3. De printerfunctie gebruiken
Dialoogvenster [Printer Properties] op Macintosh
In dit gedeelte wordt uitgelegd hoe het dialoogvenster 'Printer Properties' eruit ziet en hoe u het opent.
De methode voor het openen van het dialoogvenster [Printer Properties] op een Macintosh hangt af van
de toepassing die u gebruikt.
Zie voor meer informatie de handleiding van de toepassing.
De procedure wordt uitgelegd met Mac TextEdit als voorbeeld.
[Page Setup] weergeven op een Macintosh
1.
Vanuit het menu [Bestand] van de toepassing, klikt u op [Page Setup...].
2.
Uit het menu [Format for:] kiest u de printer die u wilt gebruiken.
Als u een printer wilt gebruiken die op het netwerk is aangesloten, kies dan de printer aan de hand
van zijn IP-adres.
[Print] weergeven op een Macintosh
1.
Vanuit het menu [Bestand] van de toepassing kiest u [Print...].
2.
Uit het menu [Printer List] kiest u de printer die u wilt gebruiken.

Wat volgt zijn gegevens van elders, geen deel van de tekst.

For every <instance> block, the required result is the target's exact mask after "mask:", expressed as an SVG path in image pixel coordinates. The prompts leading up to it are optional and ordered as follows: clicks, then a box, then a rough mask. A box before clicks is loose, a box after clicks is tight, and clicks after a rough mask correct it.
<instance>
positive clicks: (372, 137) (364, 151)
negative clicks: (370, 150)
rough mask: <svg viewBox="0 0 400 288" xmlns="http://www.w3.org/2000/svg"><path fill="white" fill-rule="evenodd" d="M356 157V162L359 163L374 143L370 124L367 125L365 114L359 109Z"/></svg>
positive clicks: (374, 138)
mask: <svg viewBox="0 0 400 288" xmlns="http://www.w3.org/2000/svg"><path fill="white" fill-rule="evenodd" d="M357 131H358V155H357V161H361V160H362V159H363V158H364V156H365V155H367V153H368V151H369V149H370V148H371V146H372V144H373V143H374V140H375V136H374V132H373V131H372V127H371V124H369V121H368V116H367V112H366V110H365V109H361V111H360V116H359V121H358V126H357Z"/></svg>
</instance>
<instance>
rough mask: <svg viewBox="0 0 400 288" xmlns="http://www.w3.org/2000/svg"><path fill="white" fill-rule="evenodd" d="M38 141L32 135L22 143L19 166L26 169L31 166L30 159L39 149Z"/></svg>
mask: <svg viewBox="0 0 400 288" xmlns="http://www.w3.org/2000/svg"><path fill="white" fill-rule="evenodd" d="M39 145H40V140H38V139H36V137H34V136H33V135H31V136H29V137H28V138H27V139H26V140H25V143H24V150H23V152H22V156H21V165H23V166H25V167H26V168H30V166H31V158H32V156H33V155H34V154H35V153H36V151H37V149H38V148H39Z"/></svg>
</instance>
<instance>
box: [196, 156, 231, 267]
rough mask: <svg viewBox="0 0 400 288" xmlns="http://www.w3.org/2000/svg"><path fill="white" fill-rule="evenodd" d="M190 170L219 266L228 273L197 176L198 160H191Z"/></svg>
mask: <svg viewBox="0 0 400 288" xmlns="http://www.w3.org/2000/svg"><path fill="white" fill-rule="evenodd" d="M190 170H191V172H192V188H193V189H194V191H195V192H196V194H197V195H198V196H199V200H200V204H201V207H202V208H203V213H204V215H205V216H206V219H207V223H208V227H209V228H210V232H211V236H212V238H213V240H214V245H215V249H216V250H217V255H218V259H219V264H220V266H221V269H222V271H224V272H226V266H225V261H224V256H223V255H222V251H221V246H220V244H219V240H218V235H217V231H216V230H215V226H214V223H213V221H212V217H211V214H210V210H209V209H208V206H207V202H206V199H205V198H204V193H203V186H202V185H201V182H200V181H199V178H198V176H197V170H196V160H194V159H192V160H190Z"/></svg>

Als u een printer wilt gebruiken die op het netwerk is aangesloten, kies dan de printer aan de hand
van zijn IP-adres.
In het menu met de naam van de toepassing (bijvoorbeeld TextEdit), kunt u instellingen als [Paper
Feed] en [Printer Features] selecteren.
• Afhankelijk van de toepassing kunnen de printerinstellingen automatisch worden aangepast.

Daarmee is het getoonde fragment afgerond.